The real question is why bother doing this?
Nothing on that list is modern. The highest end machine would be a rough parallel to the Apple IIgs, which was state of the art when it came out in 1986 (and outsold the Mac for a while). While some work could make it compatible with the old Atari 8-bit line, probably by including the older chipset, what would that give me beyond my old 800XL? The expanded features would only work with material I wrote.
The CP/M machine, the MSX machine, the Jupiter Ace, and the COSMAC Elf would allow me to use software written by other people, with varying sizes of libraries, most of that software is well behind what the laptop I am using to write this provides. Except as terminals to Unix systems none of my day job as a programmer or night job as an author.
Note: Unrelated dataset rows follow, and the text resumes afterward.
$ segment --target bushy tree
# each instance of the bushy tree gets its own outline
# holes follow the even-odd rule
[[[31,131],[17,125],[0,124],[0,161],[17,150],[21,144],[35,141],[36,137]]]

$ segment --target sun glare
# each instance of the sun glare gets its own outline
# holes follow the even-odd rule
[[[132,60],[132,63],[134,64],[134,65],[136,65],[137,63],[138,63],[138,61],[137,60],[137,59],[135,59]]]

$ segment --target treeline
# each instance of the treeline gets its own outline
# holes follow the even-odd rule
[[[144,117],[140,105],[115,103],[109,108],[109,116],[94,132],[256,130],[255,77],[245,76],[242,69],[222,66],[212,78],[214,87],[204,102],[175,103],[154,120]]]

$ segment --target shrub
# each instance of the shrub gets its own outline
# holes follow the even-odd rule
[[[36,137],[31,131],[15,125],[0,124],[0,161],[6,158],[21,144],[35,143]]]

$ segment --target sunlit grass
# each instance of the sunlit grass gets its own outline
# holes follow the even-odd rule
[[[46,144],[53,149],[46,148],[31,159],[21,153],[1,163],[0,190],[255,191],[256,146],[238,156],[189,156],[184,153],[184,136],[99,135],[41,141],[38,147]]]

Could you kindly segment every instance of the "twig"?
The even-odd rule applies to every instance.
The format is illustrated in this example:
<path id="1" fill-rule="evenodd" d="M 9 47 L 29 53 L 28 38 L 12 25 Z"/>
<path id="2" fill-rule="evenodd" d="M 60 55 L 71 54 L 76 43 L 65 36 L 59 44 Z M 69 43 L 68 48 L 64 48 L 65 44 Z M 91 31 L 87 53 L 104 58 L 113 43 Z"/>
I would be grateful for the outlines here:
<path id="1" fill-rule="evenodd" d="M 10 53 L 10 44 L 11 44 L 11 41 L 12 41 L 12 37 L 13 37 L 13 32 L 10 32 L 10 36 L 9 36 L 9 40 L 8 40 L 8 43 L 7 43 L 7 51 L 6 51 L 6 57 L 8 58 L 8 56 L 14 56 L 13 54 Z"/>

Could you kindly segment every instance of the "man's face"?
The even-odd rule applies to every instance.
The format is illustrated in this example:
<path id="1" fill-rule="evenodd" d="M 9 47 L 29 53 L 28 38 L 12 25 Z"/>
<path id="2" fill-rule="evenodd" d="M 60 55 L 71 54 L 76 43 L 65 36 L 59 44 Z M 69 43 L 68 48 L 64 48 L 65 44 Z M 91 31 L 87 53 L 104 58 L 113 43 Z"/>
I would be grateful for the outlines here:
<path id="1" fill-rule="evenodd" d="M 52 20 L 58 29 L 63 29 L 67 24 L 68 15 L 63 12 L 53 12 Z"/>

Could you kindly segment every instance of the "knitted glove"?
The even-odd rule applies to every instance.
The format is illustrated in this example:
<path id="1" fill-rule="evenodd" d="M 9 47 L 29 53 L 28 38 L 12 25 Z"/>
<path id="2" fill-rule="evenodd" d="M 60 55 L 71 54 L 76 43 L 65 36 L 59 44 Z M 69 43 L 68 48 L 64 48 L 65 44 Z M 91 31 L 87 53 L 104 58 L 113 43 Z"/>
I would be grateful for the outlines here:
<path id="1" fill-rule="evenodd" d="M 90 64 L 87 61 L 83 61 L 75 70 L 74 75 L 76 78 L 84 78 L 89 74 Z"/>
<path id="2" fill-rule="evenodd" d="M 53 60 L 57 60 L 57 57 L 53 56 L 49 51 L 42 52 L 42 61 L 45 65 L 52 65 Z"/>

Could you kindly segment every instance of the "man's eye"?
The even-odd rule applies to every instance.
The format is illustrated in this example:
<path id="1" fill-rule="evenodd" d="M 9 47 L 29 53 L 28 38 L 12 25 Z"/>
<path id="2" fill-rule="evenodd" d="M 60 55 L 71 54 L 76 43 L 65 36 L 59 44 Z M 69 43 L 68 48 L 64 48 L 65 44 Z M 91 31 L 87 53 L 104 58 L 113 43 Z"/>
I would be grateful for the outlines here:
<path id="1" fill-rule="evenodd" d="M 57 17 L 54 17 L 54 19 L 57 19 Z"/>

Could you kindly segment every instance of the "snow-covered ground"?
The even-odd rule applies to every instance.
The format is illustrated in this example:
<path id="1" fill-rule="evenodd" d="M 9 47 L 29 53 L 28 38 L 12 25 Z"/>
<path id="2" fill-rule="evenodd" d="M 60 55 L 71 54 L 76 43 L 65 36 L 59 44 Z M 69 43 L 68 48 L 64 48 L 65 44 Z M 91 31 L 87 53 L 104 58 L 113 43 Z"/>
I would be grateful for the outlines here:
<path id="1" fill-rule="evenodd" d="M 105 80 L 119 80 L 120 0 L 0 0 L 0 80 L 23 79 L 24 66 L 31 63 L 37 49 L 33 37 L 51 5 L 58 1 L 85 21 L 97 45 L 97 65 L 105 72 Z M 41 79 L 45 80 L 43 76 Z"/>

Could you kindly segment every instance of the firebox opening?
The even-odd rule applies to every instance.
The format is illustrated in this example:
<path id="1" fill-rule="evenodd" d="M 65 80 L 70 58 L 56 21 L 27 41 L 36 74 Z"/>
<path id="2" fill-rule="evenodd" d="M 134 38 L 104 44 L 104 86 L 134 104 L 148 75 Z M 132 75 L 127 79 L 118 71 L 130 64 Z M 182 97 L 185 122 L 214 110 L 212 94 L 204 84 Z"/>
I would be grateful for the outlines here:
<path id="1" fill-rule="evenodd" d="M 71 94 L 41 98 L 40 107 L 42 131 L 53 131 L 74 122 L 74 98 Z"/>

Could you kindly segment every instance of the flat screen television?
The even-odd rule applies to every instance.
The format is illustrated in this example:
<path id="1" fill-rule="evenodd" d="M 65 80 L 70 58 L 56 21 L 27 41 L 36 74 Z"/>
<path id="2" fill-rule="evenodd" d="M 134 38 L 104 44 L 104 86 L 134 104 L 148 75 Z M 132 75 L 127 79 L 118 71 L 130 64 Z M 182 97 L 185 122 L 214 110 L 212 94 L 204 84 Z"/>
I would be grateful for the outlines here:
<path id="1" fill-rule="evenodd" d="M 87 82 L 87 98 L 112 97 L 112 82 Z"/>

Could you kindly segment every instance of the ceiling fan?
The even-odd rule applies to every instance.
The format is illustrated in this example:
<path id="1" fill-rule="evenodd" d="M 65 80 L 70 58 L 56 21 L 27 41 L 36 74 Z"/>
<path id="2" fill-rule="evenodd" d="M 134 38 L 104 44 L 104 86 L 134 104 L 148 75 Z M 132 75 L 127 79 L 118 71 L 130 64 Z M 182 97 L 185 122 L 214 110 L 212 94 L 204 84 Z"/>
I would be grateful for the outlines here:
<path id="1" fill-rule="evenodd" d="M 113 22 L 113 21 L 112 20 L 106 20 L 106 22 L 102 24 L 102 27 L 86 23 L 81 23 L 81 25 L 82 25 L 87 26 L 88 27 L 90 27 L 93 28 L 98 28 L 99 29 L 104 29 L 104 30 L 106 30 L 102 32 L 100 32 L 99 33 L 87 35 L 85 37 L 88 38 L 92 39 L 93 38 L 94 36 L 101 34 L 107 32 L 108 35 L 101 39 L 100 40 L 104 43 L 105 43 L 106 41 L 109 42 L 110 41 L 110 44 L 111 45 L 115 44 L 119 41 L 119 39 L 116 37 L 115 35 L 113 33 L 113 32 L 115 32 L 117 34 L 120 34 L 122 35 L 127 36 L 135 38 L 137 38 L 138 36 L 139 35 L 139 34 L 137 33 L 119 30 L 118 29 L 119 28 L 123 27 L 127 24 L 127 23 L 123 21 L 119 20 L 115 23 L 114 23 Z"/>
Yes, I could do some fiction writing in an old CP/M, but I would still wind up importing it into Scrivener running on Windows.
What any of those machines would provide is a huge amount of DIY work. That is their value. I have been reading 70s issues of BYTE, Kilobaud, and Dr. Dobbs Journal of Computer Calisthenics & Orthodontia. Yes, that last is the original title of what in the 90s I read as a professional magazine. The subtitle was “Running Light without Overbyte.” Reading these old magazines has been an education on a lot of things. It isn’t just how to write tight basic programs, but all kinds of hardware. One of my favorites is an article on adding a hardware stack to an 8008 system which might find its way onto a breadboard next to 1802.
In the end, to answer my title question, hobbyist computing is the thrill of building it yourself. It is the computer parallel to making your own furniture even if an Ikea flat pack would be just as good and easier to obtain. Hobbyist computing is a working computer system as a journey, not an end.